If your program is more mature and you’re not practicing data analysis, then you are almost certainly not meeting the federal expectation of continuously improving on your program. Sure, you might be adding new policies or changing your training to improve completion rates, but why and what for? Do you actually need those new policies? Are they any more effective than the old ones? Are your training completion rates going up because it’s easier for employees to complete training without paying attention? Or was your training flawed to begin with and this new method actually is an improvement? Setting a benchmark and measuring against it is the only way to be sure you’re actually improving, not just changing, your program—and the only way to benchmark and measure improvement is to actually analyze the data your program is generating.

There is so much interesting knowledge to be had and impact to be made if only compliance teams spent the time and energy analyzing their data.

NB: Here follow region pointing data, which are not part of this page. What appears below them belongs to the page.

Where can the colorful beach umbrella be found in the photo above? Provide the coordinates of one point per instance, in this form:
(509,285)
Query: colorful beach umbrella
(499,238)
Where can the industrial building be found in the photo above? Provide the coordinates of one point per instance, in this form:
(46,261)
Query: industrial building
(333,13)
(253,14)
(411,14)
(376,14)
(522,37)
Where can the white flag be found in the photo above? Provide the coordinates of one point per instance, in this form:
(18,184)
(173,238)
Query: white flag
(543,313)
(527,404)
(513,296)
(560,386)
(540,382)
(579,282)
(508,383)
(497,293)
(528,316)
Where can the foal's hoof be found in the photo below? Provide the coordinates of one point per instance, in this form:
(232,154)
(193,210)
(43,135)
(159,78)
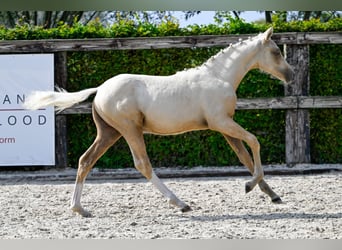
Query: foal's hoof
(248,187)
(84,213)
(186,209)
(277,200)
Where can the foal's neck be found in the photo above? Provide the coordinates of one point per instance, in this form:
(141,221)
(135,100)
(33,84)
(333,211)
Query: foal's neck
(233,63)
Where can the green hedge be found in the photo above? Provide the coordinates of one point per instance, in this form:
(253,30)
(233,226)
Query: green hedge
(88,69)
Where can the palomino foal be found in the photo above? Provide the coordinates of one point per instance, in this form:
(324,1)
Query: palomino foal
(195,99)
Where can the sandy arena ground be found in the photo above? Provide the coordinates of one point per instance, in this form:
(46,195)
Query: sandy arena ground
(134,209)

If your program is brand new, in depth compliance data analysis may seem like something that is out of your reach, a secondary priority or you may simply think that you don’t have enough data to analyze. In actuality, you have an amazing opportunity right now! Do what you can to get some time with the board of directors or CEO and find out their major business goals and concerns. In 2014, risk management and regulatory compliance showed up in the top eight concerns of both the board of directors and investors—compliance is clearly on everyone’s minds. Begin addresses the strategy-related concerns of your board/CEO as soon as you can and when it’s time to report, speak to these risks. Don’t spend 10 minutes of your precious meeting time explaining how the rollout of your new hotline is going. Instead, talk about what reports you’ve already received and how you interpret those against strategic goals and organizational risk. When you collect disclosures about potential conflicts of interest (you’ll likely receive a fairly large influx as soon as you implement a dedicated COI management system or immediately after you issue a new policy and training package), take the time to analyze them for trends and how they relate to your current or planned policies and procedures. Is there something you didn’t account for that’s going to change your implementation prioritization?

There is so much interesting knowledge to be had and impact to be made if only compliance teams spent the time and energy analyzing their data rather then collecting it and reporting the boring face value. Some teams are catching on, but as this latest study proves, compliance professionals still have a long way to go.